Further, since HAp is a constituent material such as bone in the living body, the obtained spherical apatite composite particles also have sufficient biocompatibility and can be applied to dental materials, bone filling materials and the like. is there.

[Brief description of drawings]

FIG. 1 is a schematic configuration diagram of a coating machine used in Example 1 in a method for producing spherical apatite composite particles of the present invention.

FIG. 2 is a graph showing the ultraviolet reflectance of each spherical apatite composite particle.

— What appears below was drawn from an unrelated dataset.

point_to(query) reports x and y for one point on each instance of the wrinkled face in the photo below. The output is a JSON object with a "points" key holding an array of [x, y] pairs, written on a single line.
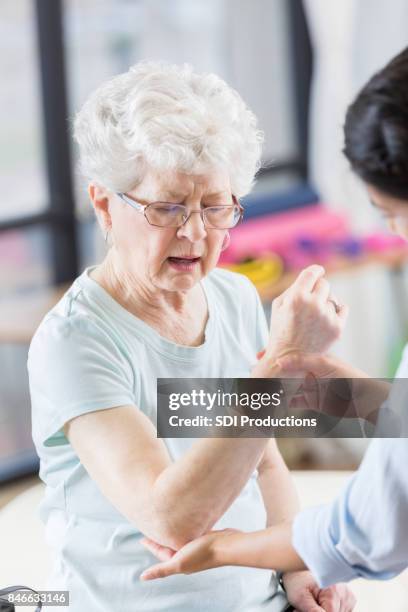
{"points": [[145, 252], [394, 210]]}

FIG. 3 is a graph showing the ultraviolet reflectance of the spherical apatite composite particles obtained in Example 2.

[Explanation of symbols]

 1 HAp composite particles (apatite composite fine particles) 2 PMMA particles (spherical resin particles) 4 mixture solution (mixture) 10 spherical apatite composite particles

─────────────────────────────────────────────────── ─── Continuation of the front page (51) Int.Cl. ⁶ Identification code Office reference number FI technical display location // A61K 7/42 7252-4C

Claims (2)

[Claims] 1. A slurry of apatite fine particles is mixed with a titanium oxide powder to prepare a slurry of apatite composite fine particles, and then spherical resin particles are mixed into the slurry to obtain a mixture. Supply inside,
A method for producing spherical apatite composite particles, which comprises coating the surface of the spherical resin particles with the apatite composite particles while dispersing the spherical resin particles. 2. A mixture containing a slurry of apatite fine particles, titanium oxide powder, and spherical resin particles, and then the mixture is supplied into a high-speed air stream to disperse the spherical resin particles while the spherical resin particles are dispersed. A method for producing spherical apatite composite particles, which comprises coating the surface of the above-mentioned apatite fine particles and titanium oxide powder.